Desarrollados los antecedentes procesales anteriores, cabe destacar que, en concreto, el accionante pretende que las autoridades judiciales demandadas dicten un nuevo Auto de Vista aplicando las competencias contenidas en los arts. 236 y 577 del CPC, pretendiendo básicamente la revisión del fenecido proceso concursal y sus emergencias provenientes de la ejecución de la sentencia emitida, sobre todo respecto a la adjudicación de su bien inmueble.

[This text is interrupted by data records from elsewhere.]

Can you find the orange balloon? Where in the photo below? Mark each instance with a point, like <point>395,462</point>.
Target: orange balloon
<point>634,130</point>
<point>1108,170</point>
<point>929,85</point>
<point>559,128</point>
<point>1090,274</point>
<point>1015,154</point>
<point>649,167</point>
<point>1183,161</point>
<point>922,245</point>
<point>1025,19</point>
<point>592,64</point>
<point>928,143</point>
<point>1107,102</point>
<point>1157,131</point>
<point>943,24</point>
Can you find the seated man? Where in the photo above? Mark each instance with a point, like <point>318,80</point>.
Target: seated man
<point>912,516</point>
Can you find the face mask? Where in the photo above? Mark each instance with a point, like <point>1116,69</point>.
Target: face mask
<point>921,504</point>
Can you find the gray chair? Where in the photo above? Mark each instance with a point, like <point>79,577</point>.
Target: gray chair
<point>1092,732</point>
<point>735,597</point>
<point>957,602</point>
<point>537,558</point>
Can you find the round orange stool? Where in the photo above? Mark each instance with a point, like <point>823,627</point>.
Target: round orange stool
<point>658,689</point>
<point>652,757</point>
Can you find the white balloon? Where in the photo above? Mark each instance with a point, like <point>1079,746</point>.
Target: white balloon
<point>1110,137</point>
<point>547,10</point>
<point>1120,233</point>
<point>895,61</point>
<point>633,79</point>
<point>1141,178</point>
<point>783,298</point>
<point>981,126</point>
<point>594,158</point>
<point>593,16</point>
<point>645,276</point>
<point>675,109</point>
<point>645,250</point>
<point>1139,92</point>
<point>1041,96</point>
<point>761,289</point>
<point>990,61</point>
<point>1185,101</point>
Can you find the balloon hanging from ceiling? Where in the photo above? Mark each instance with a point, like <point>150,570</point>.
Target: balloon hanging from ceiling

En ese sentido, y precisamente merced a los antecedentes expuestos líneas precedentes, denota negligencia del accionante en realizar un seguimiento exhaustivo y responsable de la ejecución de la sentencia emanada del concurso de acreedores; ello debido a que desde su memorial presentado el 18 de julio de 2002, por el que observó el avalúo presentado por la parte adversa no volvió a apersonarse ante la instancia judicial, y sobre todo porque contra las determinaciones que ahora objeta no activó de forma oportuna los medios intra-procesales de impugnación que el Código de Procedimiento Civil le franquea.

Al efecto y en concordancia con lo mencionado, el Código de Procedimiento Civil, contempla a su interior tanto el trámite a seguir en la ejecución de sentencia, como los mecanismos de impugnación con los que cuentan las partes procesales para los casos en los cuales consideren que las providencias o cualquier resolución les causa agravios, así el art. 517 del CPC, a la letra señala: “La ejecución de autos y sentencias pasadas en autoridad de cosa juzgada no podrá suspenderse por ningún recurso ordinario ni extraordinario, ni el de compulsa, ni el de recusación, ni por ninguna solicitud que tendiere a dilatar o impedir el procedimiento de ejecución”; por su parte, el art. 518 del mismo compilado procesal señala: “Las resoluciones dictadas en ejecución de sentencia podrán ser apeladas sólo en el efecto devolutivo, sin recurso ulterior”.